Do not rename binaries outside the names given by upstream

This means that if the upstream library has different names in release and debug (libx versus libxd), then the debug library should not be renamed to libx. Vice versa, if the upstream library has the same name in release and debug, we should not introduce a new name.

Important caveat:

  • Static and shared variants often should be renamed to a common scheme. This enables consumers to use a common name and be ignorant of the downstream linkage. This is safe because we only make one at a time available.

If a library generates CMake integration files (foo-config.cmake), renaming must be done through patching the CMake build itself instead of simply calling file(RENAME) on the output archives/LIBs.

Finally, DLL files on Windows should never be renamed post-build because it breaks the generated LIBs.


We require that the manifest file be formatted. Use the following command to format all manifest files:

> vcpkg format-manifest --all


We are not accepting requests to add non-community triplets at this time. Promotion from community to full triplet status is primarily based on budget for the hardware to test such triplets and will be driven by metrics submitted by vcpkg to maximize the likelihood what people actually use is fully tested.

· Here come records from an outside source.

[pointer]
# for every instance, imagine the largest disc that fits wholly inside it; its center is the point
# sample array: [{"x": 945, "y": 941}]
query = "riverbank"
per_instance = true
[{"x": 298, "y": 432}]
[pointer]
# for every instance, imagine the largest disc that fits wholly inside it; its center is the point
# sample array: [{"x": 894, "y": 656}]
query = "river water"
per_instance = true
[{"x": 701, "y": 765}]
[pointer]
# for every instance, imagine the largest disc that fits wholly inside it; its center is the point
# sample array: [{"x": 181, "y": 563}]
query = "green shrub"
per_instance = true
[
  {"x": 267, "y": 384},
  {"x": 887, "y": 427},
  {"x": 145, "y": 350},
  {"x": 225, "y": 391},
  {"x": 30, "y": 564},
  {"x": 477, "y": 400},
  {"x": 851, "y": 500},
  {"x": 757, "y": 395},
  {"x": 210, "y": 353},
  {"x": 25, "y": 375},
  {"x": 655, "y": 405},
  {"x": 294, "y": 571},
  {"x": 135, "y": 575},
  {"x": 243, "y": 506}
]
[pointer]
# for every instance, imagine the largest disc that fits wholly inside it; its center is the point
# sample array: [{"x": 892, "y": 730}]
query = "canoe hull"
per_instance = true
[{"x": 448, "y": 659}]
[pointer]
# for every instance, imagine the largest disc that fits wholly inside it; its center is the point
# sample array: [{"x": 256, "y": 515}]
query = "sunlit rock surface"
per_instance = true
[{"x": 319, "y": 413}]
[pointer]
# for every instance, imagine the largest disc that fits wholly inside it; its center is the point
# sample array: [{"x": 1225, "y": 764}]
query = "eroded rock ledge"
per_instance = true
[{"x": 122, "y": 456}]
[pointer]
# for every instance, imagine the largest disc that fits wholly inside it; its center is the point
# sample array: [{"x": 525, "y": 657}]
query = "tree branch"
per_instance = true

We will add community triplets if:

  • It is demonstrated that people will actually use that community triplet; and,
  • we don't know that such a triplet is broken.

For example, we did not add a triplet in because the author was just trying to "complete the set" rather than indicating they would actually use such a thing, and we did not add linux-dynamic until the patchelf solution to make the results relocatable was created.

Useful implementation notes

Portfiles are run in Script Mode

While portfile.cmake's and CMakeLists.txt's share a common syntax and core CMake language constructs (aka "Scripting Commands"), portfiles run in "Script Mode", whereas CMakeLists.txt files run in "Project Mode". The most important difference between these two modes is that "Script Mode" does not have the concepts of "Toolchain", "Language" and "Target". Any behaviors, including scripting commands, which depend on these constructs (e.g. CMAKE_CXX_COMPILER, CMAKE_EXECUTABLE_SUFFIX, CMAKE_SYSTEM_NAME) will not be correct.

Portfiles have direct access to variables set in the triplet file, but CMakeLists.txts do not (though there is often a translation that happens -- VCPKG_LIBRARY_LINKAGE versus BUILD_SHARED_LIBS).

Portfiles and Project builds invoked by portfiles are run in different processes. Conceptually:

+----------------------------+       +------------------------------------+
| CMake.exe                  |       | CMake.exe                          |
+----------------------------+       +------------------------------------+
| Triplet file               | ====> | Toolchain file                     |
| (x64-windows.cmake)        |       | (scripts/buildsystems/vcpkg.cmake) |
+----------------------------+       +------------------------------------+
| Portfile                   | ====> | CMakeLists.txt                     |
| (ports/foo/portfile.cmake) |       | (buildtrees/../CMakeLists.txt)     |
+----------------------------+       +------------------------------------+

To determine the host in a portfile, the standard CMake variables are fine (CMAKE_HOST_WIN32).

To determine the target in a portfile, the vcpkg triplet variables should be used (VCPKG_CMAKE_SYSTEM_NAME).